To generate a complete solar irradiance picture, Solcast combines satellite images with other weather inputs such as atmospheric pressure, water vapour, aerosols and ozone, and surface reflectivity (albedo). Combining this network of global data sources allows the generation of a solar specific data set, turning the nightly news weather forecast into a solar-specific accurate forecast suitable for the renewable energy industry. As the industry continues to grow, new innovative applications are being developed on top of a solar specific data stack, enabling the organisations that are working to capture the weather as the new fuel.

Building accuracy through intelligent models

When it comes to solar applications, the fine resolution detail of clouds, aerosols, and terrain can have large effects on the accuracy of irradiance data. Therefore, Solcast’s team have focused on investing significant time and resources into building models running at native satellite resolution. Excluding oceans, this 1 – 2 km resolution results in about 100 million points around the world where the company’s data is updated every five or 10 minutes. That is up in the tens of billions of updates and forecasts each day. By comparison, the global weather forecast models that traditional existing forecasts use only update twice per day and at only about 10 – 20 km resolution, resulting in more than 1000 times less updates and forecasts per day.

In addition to precise cloud tracking, an accurate model requires the modelling of the physical characteristics of clouds. Models that interpolate between satellite imagery makes clouds ‘fuzzy’, which does not reflect how they alter irradiance. Instead, Solcast’s 3D cloud modelling helps to more accurately understand (and predict) how clouds form, move, and behave.

Beyond clouds, various other factors can also influence solar generation.
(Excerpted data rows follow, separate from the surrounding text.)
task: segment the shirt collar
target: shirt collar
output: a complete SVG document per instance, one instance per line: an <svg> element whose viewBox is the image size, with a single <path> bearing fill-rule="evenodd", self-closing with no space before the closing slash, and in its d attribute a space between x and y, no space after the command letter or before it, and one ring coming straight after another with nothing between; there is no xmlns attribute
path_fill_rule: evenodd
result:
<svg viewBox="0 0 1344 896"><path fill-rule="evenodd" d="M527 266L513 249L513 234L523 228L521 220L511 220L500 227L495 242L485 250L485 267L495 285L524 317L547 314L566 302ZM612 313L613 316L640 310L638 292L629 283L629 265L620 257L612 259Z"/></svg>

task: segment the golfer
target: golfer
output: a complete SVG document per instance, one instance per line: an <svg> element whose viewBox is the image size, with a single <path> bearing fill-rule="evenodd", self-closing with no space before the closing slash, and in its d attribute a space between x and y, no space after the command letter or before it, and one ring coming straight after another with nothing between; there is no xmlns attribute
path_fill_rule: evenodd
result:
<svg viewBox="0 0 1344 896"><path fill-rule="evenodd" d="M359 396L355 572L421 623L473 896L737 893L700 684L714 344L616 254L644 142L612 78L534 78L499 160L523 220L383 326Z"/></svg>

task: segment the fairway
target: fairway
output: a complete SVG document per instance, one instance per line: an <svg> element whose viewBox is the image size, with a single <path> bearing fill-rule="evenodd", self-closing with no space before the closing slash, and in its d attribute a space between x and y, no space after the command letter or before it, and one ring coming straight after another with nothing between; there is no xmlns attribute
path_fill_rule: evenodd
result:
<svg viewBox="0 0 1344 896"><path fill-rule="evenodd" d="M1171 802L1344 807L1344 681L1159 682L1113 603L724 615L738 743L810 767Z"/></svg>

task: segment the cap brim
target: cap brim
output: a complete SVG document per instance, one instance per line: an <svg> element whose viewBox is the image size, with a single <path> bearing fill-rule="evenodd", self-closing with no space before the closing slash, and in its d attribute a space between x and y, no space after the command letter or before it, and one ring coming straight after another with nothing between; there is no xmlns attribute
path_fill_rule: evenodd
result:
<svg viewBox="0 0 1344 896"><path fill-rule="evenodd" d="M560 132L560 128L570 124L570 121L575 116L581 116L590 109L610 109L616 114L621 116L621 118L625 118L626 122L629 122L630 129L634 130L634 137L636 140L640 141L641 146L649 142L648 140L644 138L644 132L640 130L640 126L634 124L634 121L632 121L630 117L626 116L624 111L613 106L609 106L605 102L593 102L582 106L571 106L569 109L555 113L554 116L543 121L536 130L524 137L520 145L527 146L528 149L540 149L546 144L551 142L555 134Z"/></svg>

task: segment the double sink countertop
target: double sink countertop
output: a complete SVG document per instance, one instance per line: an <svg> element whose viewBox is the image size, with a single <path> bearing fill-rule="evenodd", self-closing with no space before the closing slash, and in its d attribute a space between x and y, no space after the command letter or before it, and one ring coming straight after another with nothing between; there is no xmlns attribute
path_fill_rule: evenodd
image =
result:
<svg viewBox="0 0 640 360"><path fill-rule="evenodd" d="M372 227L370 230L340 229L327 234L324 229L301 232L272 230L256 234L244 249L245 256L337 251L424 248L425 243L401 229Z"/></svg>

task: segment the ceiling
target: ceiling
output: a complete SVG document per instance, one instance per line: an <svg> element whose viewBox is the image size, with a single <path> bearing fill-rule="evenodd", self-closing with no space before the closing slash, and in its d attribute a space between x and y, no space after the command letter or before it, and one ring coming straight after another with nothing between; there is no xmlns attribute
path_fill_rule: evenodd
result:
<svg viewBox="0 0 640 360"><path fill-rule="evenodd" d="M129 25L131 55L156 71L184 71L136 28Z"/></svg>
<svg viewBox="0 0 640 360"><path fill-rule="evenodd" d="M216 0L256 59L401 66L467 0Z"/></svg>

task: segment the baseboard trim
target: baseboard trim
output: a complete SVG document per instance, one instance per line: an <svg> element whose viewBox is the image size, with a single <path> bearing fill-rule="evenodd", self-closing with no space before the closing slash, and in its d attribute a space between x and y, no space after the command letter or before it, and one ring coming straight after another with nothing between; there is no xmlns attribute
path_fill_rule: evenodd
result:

To achieve the accuracy levels suitable for the solar industry, the company utilises a range of inputs, models, and algorithms to forecast irradiance with industry-leading accuracy. For example, it has created various models to track local aerosols such as pollution, dust, salt, smoke, and ash. Aerosol modelling is particularly valuable in desert and semi-desert regions, where atmospheric dust often surpasses clouds as the primary determiner of solar irradiance. Aerosols are also prevalent in highly urbanised countries like China and India, where emissions from industry, transport, and agriculture cause high levels of air pollution. The impacts of aerosols on irradiance were seen throughout 2023 in North America, where strong winds carried smoke from Canadian wildfires hundreds of kilometres and impacted solar generation far from its origin (Figure 2).

For a complete irradiance picture, Solcast also tracks the reflectivity of Earth’s surface, known as albedo. Specific models analyse satellite images to separate clouds from the ground, which is particularly important in snowy or sandy regions.

Overall, the methodology for arriving at a single metric like global horizontal irradiance (GHI) requires a ‘clear sky’ model that considers aerosols, water vapour, air pressure, elevation, and albedo, and then subtracts terrain and cloud effects. By processing 600 million global forecasts every hour, Solcast can generate accurate estimates – up to 14 days ahead – for almost every location on Earth.